Я взял его под локотки, поднял эти полфунта рёбрышек и посадил на колени. Он стал смотреть в окошко. Я понюхал его всклокоченную головёнку. Пахло воробьями. Под моей рукой билось маленькое сердце, билось гораздо чаще, чем у меня. Мы сидели так с Васькой и молчали. Он пригрелся у меня на коленях, растаял, притих и, видимо, боялся, что я взял его ненадолго, сейчас снова уйду и оставлю его на весь день. Поэтому он затаился, как мышонок, — не хотел спугнуть меня, боялся шелохнуться, чтобы не напомнить мне о моих непонятных взрослых делах. А я снова думал, что если я люблю этого Ваську и всех других, таких же, кто сиротливо сидит один на полу в грязи, у холодной печи, то чего же я здесь сижу, надо идти, идти, идти на большую войну и сделать что-то большее, чем я делаю сейчас. Опять заскрипела душа, заныла гордость, и долг застучал кулаком в сердце.
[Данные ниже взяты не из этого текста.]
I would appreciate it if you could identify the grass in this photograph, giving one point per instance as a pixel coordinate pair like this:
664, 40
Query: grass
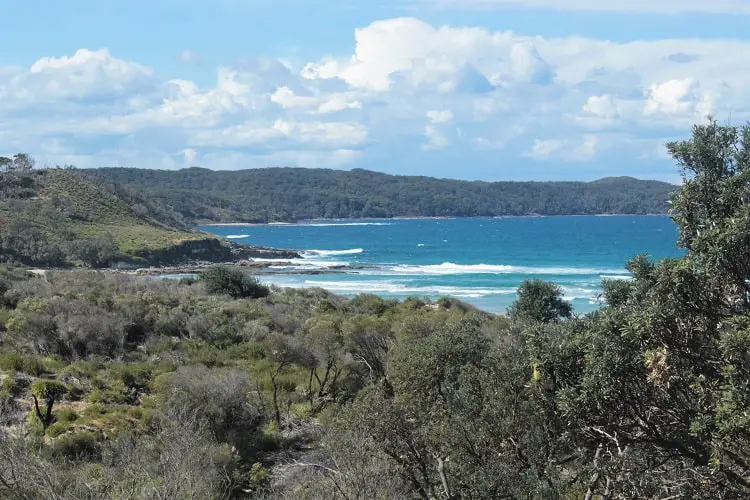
68, 204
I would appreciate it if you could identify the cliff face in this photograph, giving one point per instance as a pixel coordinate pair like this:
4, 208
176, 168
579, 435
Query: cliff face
208, 250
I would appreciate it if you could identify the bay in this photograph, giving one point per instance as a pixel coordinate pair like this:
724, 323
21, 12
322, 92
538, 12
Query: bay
479, 260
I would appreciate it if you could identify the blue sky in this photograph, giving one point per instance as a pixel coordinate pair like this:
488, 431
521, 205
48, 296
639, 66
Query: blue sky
472, 89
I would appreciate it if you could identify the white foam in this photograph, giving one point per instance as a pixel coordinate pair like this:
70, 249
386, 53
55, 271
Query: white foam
327, 253
451, 268
336, 224
375, 286
299, 263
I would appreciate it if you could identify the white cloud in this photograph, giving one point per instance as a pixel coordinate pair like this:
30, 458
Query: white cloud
85, 74
565, 150
543, 149
679, 97
440, 116
435, 139
407, 87
318, 104
190, 57
659, 6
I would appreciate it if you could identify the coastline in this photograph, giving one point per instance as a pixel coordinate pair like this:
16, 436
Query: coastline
302, 222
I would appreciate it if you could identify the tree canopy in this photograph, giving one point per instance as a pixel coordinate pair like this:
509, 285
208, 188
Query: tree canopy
288, 194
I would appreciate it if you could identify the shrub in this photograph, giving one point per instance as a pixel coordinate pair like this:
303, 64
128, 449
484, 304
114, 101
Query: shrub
24, 363
541, 301
220, 397
81, 445
225, 280
51, 391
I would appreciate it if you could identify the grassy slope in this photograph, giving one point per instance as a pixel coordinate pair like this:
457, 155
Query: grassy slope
67, 204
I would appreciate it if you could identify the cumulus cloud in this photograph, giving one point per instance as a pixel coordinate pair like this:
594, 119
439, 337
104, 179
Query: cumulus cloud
87, 74
565, 150
190, 57
494, 97
317, 104
679, 97
660, 6
440, 116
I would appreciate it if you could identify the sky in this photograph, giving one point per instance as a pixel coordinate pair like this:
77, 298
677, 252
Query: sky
467, 89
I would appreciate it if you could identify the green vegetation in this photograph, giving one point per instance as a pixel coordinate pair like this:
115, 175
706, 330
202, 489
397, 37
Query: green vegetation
225, 280
56, 217
160, 389
288, 194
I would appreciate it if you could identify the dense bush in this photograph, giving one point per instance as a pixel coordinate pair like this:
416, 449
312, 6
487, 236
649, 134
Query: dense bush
226, 280
308, 395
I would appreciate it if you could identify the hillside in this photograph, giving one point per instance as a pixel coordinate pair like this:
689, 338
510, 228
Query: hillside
59, 217
288, 194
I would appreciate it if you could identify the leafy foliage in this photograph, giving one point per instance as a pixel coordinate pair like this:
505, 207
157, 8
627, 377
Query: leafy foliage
226, 280
299, 193
305, 394
55, 217
540, 301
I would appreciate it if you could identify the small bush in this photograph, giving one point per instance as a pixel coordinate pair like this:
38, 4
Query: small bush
225, 280
24, 363
82, 445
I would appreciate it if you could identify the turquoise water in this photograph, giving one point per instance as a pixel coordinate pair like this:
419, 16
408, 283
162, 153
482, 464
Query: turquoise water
480, 261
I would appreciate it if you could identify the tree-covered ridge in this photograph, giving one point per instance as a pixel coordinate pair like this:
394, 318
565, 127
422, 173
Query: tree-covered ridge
287, 194
117, 387
57, 216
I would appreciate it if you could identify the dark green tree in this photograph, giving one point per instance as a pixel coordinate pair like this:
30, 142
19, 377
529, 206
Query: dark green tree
226, 280
539, 300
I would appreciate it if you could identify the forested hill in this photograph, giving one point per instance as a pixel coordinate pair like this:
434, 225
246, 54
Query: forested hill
287, 194
58, 217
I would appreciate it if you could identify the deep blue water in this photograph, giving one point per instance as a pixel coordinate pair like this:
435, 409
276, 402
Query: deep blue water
481, 261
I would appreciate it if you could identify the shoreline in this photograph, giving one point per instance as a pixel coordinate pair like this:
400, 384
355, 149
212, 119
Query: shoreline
306, 221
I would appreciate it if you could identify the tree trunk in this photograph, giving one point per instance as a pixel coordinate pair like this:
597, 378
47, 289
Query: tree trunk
277, 413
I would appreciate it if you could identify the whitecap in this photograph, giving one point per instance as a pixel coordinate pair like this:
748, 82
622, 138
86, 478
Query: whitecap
336, 224
327, 253
382, 286
452, 268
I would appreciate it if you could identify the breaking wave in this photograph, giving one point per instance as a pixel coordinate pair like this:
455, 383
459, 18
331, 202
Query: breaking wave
451, 268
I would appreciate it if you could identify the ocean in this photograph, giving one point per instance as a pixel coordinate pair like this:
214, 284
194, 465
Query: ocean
480, 260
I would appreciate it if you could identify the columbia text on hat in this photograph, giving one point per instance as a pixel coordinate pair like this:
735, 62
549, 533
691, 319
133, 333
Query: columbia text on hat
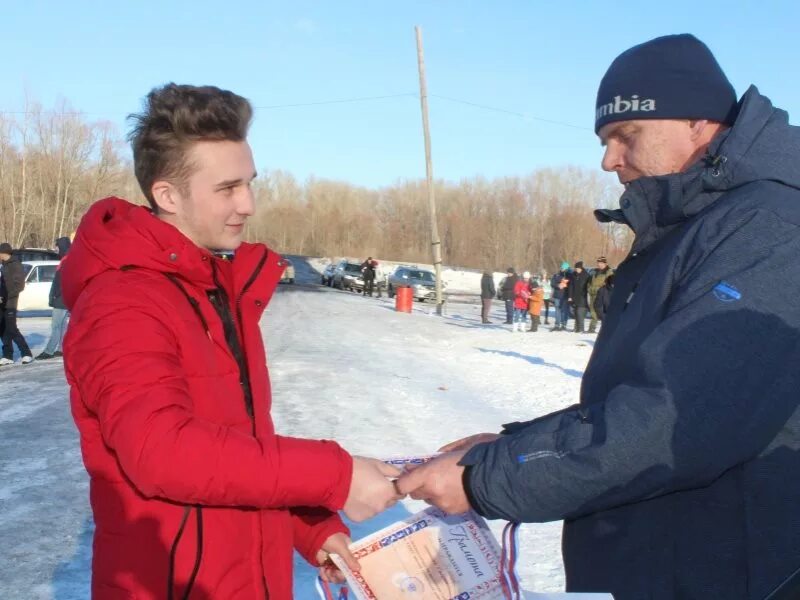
670, 77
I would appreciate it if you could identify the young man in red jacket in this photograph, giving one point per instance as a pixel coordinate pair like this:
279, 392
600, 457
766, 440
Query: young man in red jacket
194, 494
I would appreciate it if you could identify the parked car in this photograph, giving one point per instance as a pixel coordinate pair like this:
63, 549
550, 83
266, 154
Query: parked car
422, 282
34, 254
327, 274
347, 276
288, 272
39, 275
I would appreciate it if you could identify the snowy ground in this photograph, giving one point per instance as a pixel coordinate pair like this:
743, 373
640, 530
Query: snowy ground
343, 367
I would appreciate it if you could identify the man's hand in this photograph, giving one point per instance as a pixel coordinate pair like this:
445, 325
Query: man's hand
437, 482
371, 490
339, 544
469, 441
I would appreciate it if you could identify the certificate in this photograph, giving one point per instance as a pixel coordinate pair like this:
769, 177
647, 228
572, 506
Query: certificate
427, 556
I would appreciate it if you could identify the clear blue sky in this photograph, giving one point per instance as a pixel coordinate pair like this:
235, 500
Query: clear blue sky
541, 59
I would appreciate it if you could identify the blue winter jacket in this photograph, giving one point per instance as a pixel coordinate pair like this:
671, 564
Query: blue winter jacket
678, 474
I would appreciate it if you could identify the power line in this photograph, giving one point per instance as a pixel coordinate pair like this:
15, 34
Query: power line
487, 107
340, 101
510, 112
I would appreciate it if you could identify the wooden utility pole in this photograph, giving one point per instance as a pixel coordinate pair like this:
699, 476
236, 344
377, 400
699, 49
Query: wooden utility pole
436, 244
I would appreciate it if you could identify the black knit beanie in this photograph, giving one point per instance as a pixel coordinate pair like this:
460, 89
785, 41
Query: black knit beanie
671, 77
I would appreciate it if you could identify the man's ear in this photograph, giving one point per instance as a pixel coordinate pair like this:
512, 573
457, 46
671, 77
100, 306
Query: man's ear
698, 128
167, 196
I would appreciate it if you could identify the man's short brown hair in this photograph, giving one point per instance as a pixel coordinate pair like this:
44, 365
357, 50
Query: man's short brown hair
175, 117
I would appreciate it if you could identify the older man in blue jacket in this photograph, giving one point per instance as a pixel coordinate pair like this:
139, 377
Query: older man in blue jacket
678, 474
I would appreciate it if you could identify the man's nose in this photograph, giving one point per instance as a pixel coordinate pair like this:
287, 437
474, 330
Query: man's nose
247, 202
612, 158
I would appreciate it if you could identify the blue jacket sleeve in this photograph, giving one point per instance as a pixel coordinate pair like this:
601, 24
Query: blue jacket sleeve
711, 387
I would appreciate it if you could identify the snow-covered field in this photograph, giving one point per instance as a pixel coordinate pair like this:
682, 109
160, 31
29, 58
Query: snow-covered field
343, 367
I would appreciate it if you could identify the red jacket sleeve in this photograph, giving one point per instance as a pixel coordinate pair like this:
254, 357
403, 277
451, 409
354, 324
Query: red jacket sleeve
312, 527
124, 364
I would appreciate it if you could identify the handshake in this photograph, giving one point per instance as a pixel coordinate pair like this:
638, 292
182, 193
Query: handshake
377, 486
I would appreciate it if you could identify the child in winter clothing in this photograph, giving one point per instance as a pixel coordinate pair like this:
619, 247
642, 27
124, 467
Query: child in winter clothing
535, 304
522, 292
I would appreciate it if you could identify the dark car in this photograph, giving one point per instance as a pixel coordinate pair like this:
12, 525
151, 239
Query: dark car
347, 276
327, 274
34, 254
422, 282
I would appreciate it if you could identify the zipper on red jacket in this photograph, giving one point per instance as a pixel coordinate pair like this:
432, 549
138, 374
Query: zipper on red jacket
221, 302
246, 286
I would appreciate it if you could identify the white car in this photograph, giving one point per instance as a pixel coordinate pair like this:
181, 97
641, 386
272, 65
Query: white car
39, 275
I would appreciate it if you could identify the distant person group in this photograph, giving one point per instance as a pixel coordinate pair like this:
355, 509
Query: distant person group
571, 292
12, 284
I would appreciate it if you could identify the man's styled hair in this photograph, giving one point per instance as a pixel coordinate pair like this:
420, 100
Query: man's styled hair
175, 117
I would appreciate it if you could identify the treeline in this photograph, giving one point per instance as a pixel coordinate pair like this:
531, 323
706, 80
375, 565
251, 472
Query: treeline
527, 222
54, 164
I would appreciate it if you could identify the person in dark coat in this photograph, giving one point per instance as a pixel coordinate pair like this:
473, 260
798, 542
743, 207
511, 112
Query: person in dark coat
602, 299
487, 295
678, 473
559, 284
58, 322
596, 283
577, 294
368, 273
11, 286
507, 293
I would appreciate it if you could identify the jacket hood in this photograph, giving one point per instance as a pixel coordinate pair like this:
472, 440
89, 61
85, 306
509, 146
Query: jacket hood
760, 146
116, 234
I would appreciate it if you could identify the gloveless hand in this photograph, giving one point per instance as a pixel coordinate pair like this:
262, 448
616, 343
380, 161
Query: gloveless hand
371, 490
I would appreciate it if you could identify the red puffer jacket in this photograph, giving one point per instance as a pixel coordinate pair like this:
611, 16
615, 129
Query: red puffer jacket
522, 292
190, 486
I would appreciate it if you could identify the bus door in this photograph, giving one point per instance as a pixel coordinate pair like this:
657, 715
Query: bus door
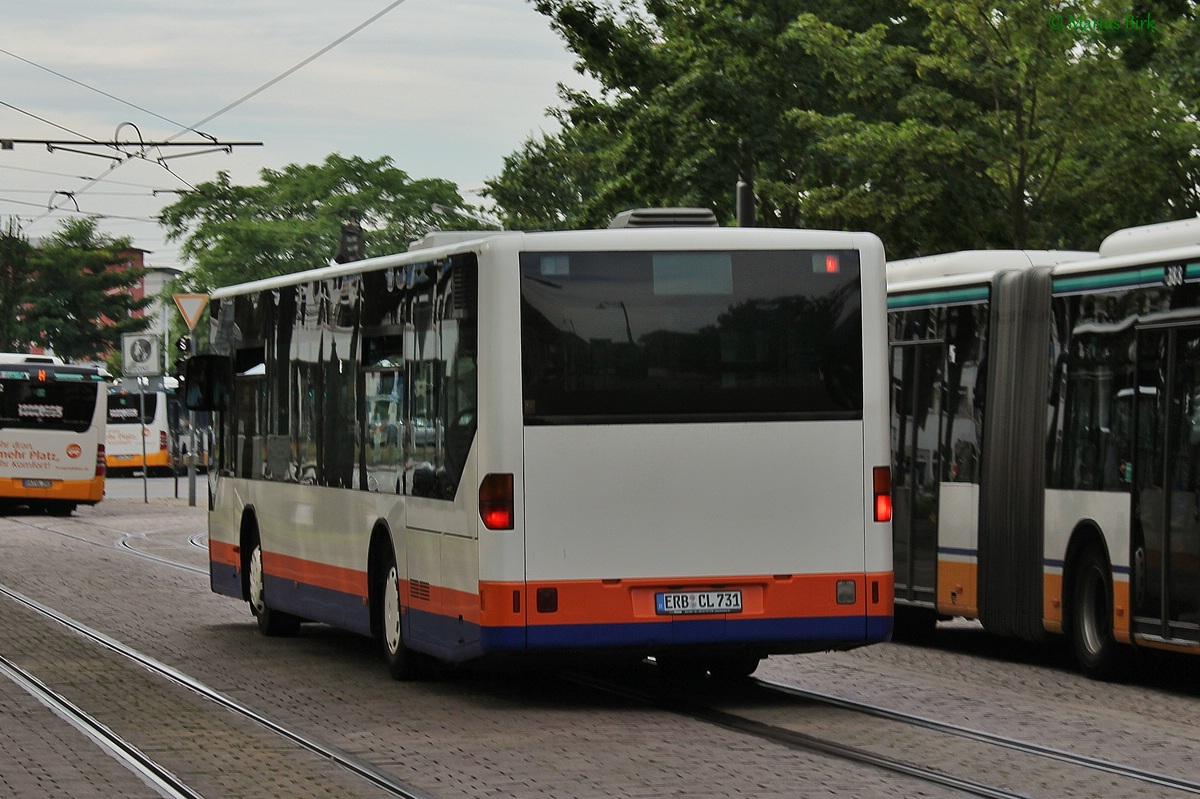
1167, 485
916, 414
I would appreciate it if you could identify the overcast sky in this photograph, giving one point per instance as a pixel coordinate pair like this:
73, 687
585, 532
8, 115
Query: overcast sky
445, 88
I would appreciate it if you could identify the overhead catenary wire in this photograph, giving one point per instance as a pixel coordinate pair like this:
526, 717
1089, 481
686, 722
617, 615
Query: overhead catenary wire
196, 126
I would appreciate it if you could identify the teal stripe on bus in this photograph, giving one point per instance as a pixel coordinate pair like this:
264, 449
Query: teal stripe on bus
1149, 276
947, 296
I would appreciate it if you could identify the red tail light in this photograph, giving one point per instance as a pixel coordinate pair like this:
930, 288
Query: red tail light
496, 505
882, 476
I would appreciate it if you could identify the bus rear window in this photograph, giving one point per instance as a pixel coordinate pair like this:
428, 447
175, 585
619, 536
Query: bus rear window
611, 337
125, 408
51, 404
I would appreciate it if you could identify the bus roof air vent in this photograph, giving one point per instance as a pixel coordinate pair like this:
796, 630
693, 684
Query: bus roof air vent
665, 217
1163, 235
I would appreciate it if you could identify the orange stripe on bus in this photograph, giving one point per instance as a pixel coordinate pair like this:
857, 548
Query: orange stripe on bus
347, 581
84, 491
228, 554
957, 588
617, 601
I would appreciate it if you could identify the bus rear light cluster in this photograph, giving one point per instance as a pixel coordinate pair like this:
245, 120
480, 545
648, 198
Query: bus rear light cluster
882, 479
496, 502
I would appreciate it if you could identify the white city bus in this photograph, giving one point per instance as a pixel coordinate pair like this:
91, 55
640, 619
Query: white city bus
1047, 442
52, 433
669, 442
139, 426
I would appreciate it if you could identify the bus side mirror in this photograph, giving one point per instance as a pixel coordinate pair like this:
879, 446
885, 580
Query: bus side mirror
208, 383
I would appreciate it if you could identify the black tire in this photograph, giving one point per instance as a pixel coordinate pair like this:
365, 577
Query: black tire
913, 624
1098, 654
270, 623
402, 662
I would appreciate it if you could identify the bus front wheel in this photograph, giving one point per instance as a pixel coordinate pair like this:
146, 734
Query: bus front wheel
1096, 650
270, 623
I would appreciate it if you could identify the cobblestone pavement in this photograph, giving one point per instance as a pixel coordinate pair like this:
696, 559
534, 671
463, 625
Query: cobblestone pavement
472, 732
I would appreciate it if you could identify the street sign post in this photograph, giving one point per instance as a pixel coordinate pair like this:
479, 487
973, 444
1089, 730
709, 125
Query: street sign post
191, 306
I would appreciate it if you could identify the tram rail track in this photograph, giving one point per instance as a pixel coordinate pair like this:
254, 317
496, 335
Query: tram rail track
354, 766
678, 700
795, 739
154, 774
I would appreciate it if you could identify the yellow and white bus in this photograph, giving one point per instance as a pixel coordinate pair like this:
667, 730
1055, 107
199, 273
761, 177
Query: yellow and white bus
139, 426
52, 433
669, 442
1045, 427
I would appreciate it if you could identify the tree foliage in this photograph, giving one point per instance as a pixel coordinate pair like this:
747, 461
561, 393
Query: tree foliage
15, 288
937, 124
293, 218
79, 301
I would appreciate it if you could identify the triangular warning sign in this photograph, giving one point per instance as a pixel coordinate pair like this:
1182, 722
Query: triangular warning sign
191, 306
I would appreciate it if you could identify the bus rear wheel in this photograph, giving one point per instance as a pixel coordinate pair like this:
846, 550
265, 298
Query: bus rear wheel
402, 662
1096, 650
270, 623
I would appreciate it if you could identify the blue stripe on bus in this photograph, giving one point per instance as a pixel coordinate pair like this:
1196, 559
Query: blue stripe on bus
456, 640
225, 580
339, 608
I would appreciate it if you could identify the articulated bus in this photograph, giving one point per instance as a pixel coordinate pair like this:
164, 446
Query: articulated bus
52, 433
1045, 436
665, 442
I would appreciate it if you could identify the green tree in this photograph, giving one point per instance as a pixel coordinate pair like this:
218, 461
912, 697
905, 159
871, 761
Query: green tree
15, 289
292, 220
937, 124
81, 301
1078, 140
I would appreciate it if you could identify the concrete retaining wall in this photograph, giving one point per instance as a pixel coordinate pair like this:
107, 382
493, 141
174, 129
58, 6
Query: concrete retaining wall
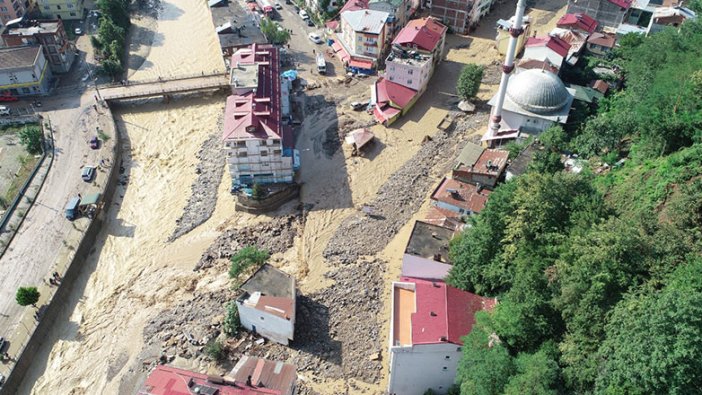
69, 266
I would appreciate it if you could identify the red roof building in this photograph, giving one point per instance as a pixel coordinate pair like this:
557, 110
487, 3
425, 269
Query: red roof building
578, 21
425, 34
167, 380
391, 100
259, 145
460, 197
429, 318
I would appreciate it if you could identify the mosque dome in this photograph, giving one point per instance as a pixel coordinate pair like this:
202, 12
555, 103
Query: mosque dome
537, 91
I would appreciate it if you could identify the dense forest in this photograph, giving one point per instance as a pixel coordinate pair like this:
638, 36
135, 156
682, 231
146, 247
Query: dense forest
598, 274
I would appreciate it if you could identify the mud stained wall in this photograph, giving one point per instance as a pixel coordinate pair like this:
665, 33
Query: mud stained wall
53, 307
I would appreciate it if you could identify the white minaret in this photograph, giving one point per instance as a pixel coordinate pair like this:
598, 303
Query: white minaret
515, 31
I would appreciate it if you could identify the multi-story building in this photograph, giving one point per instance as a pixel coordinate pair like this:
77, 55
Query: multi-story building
363, 38
259, 146
461, 16
11, 10
24, 71
61, 9
428, 320
416, 50
50, 34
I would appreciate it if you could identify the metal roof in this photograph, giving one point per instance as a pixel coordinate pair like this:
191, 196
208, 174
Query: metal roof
18, 57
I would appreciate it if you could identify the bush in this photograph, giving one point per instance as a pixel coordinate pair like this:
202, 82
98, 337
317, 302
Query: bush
31, 137
469, 81
245, 258
27, 296
231, 320
215, 350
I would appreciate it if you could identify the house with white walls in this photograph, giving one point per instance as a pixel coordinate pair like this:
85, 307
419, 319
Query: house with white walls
267, 304
429, 318
258, 143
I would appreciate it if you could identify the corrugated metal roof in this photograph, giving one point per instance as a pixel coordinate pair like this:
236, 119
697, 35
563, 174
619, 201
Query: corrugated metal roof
366, 21
18, 57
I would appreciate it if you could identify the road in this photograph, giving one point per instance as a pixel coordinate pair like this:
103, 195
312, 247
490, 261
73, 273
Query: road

За окном уже стало темнеть, скоро должны были прийти наши. Впервые я встречал их здесь, и я решил прибрать избу, проветрить её, вскипятить воду. Неловко мне было, что я весь день проваландался с пальчиком, как обыкновенная рохля. Я встал, Васька соскочил с колен и уставился на меня. Я сказал:

— Большая приборка! Свистать всех наверх! Эй, на юте! Пошевеливай! За мной, Василь Яклич!

И мы с ним начали орудовать. Он мне здорово помогал. Такой маленький, а работу он знал. Я подмёл пол, принёс свежей соломы, открыл надолго дверь и впустил свежего воздуха. Затопил печь, поставил кипятить чугун воды. Хлеб ополченцы должны были принести свой, а может быть, и кашу или консервы. Мы долго возились с Васькой, и он всё время помогал и шлёпал за мной маленькими ножками и стукался об углы. Я вытер ему сопливый нос, пригладил всклокоченные волосы, и он оказался очень даже ничего себе. Мы крепко с ним вообще подружились. Я решил прилечь и подождать, уложил Ваську на кровать, а сам лёг на солому и, как только лёг, мгновенно заснул. Спал я крепко и проснулся оттого, что Лёшка укладывался со мною рядом.

— Это ты, Лёшка?

— Ага, — сказал Лёшка, — болит рука-то?

— Утихает…

— Что ж ты не ужинал?

— Проспал.

— На вот хлеб. Освободил Бурин-то?

— Ругался. Судить бы, говорит, тебя как дезертира!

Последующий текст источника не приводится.